When St. Joseph's basketball player Todd O'Brien requested a release to play the sport for one season as a graduate student at another school, the easy thing for the university to do would have been to give it to him.

Seems as though it would have even been the smart thing, too, if St. Joseph's had been looking ahead to the court of public opinion.

But what about the right thing? Here, it gets murky.

O'Brien is this week's poster child for athlete's rights, or lack of them in the NCAA, since St. Joseph's declined to give him that release. He is at Alabama-Birmingham, practicing with the team, but he can't play this season because the NCAA turned down his appeal. On Monday, O'Brien blasted St. Joe's and coach Phil Martelli in a first-person SI.com piece, and journalists around the country took to their computers to stomp on St. Joe's, which isn't giving an inch on this issue and, in fact, issued a statement Monday that ended by saying the school "considers the matter closed."

Story continues below.

O'Brien's attorney, Don Jackson, said in an interview Tuesday night that they are considering suing Martelli and St.
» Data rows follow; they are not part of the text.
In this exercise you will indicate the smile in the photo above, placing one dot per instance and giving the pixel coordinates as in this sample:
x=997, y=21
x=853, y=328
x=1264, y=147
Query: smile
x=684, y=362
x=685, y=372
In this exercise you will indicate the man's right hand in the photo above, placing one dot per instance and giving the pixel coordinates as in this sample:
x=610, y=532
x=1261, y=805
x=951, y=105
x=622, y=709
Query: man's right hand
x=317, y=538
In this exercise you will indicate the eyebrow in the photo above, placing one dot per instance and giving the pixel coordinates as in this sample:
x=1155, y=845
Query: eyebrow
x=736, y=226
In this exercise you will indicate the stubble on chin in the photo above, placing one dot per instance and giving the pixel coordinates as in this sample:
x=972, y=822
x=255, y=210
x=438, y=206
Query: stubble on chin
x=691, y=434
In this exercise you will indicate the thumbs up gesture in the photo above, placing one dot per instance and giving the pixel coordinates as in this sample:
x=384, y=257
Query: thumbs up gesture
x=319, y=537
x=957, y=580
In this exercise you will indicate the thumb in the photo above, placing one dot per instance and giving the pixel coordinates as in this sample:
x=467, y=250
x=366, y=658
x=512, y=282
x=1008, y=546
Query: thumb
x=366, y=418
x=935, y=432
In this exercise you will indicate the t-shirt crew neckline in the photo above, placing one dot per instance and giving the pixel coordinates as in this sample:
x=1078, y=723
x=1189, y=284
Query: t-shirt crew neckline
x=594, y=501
Joseph's in Alabama court, that the school has offered "no valid justification" for keeping O'Brien from playing.

There seems to be more to this case than we know right now, since at least five other St. Joe's players have transferred in the last three years, including several others this year, and it's my understanding that the school granted a release in every other case. The Hawks have lost a couple of top players to transfers over the years and always signed the release. O'Brien himself was a transfer into the school, from Bucknell. How could St. Joseph's take him in but not let him out?

After starting 28 games in 2009-10, the 6-foot-11 center didn't start any games last season and was 10th on the team in minutes played. O'Brien said he was allowed to take part in the graduation ceremony at St. Joseph's but still had to complete three courses in the summer to officially graduate.

O'Brien, who told St. Joe's of his decision to transfer in July, didn't hold back in his portrayal of Martelli, making him out to be spiteful, writing of the coach: "After calling me a few choice words, he informed me that he would make some calls so that I would be dropped from my summer class and would no longer graduate."